Having put my NaNoWriMo novel to one side for about two months after I finished it, last month I finally picked it up, intending to read it through and start editing it into shape.
Dear lord. It is terrible.
I mean, I knew it wouldn’t be good. I knew it would be pretty bad, in fact. Actually, I knew while I was writing it that it was pretty bad. I wasn’t prepared for it to be quite this bad.
I’m still going to go through the editing process, to see what I can do with it. After all, in addition to never having written anything before, I have obviously never edited anything I’ve written either, so this is as much a learning process as writing it in the first place was. However, I’m not expecting to get a decent novel out of this process. If I’m lucky, I might be able to wrangle it into something a bit less shameful. But, as the saying goes, you can’t make a silk purse out of a sow’s ear. At the end of all this, I’m still not going to have anything I can say I’d be proud to have written.
Honestly though, I’m actually not too concerned about it. The whole point of doing NaNoWriMo was to force myself to actually get writing: to stop being one of those people who constantly talks about writing but never actually does it. I never expected to be good at it straight away. Everyone always says that you learn how to write by doing it, so it’s necessary to write some crap before you start producing anything good.

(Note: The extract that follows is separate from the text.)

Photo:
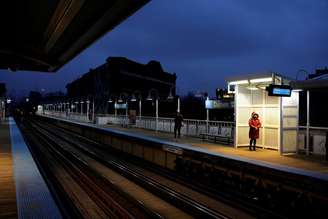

I do wonder though: how do you know when to quit? I thought this after reading Neil Gaiman’s excellent NaNoWriMo pep talk: he suggests that every writer goes through a phase where they think that what they’re writing is terrible, that they should just “abandon the book and take up a new life as a landscape gardener, bank-robber, short-order cook or marine biologist” – but that you have to persevere through this and get the words down, and eventually you will emerge with your novel intact, and better than you thought it was on your bad days. Which is fine, if you ooze talent like Neil Gaiman does and are thus incapable of producing any creative work that isn’t utterly marvellous. But what if, actually, you’re just not that good at it? What if you really would be better off in one of those other careers? Maybe I can’t cut it as a writer, but perhaps I’ve got an undiscovered talent for robbing banks…
This is a slightly depressing line of thought, so I’ll not continue down it too much further. I enjoy writing, and I’d like to get better at it, so I will carry on doing it. I just hope I don’t end up like so many writers I’ve run into online: pushing my poorly written, grammatically horrifying, self-published* “masterpiece” onto all and sundry, convinced that I’m the next bestselling phenomenon and blissfully unaware of the non-existence of my talent.
* Note: this is not to imply that all self-published books are terrible. On the contrary, I’ve read some excellent self-published work. However, I’ve also read some real horrors – and yes, I know a lot of rubbish books get published too, but bad self-published books to tend to be a whole other level of awful. At least terrible, traditionally published books rarely have me reaching for the Grammar Hammer.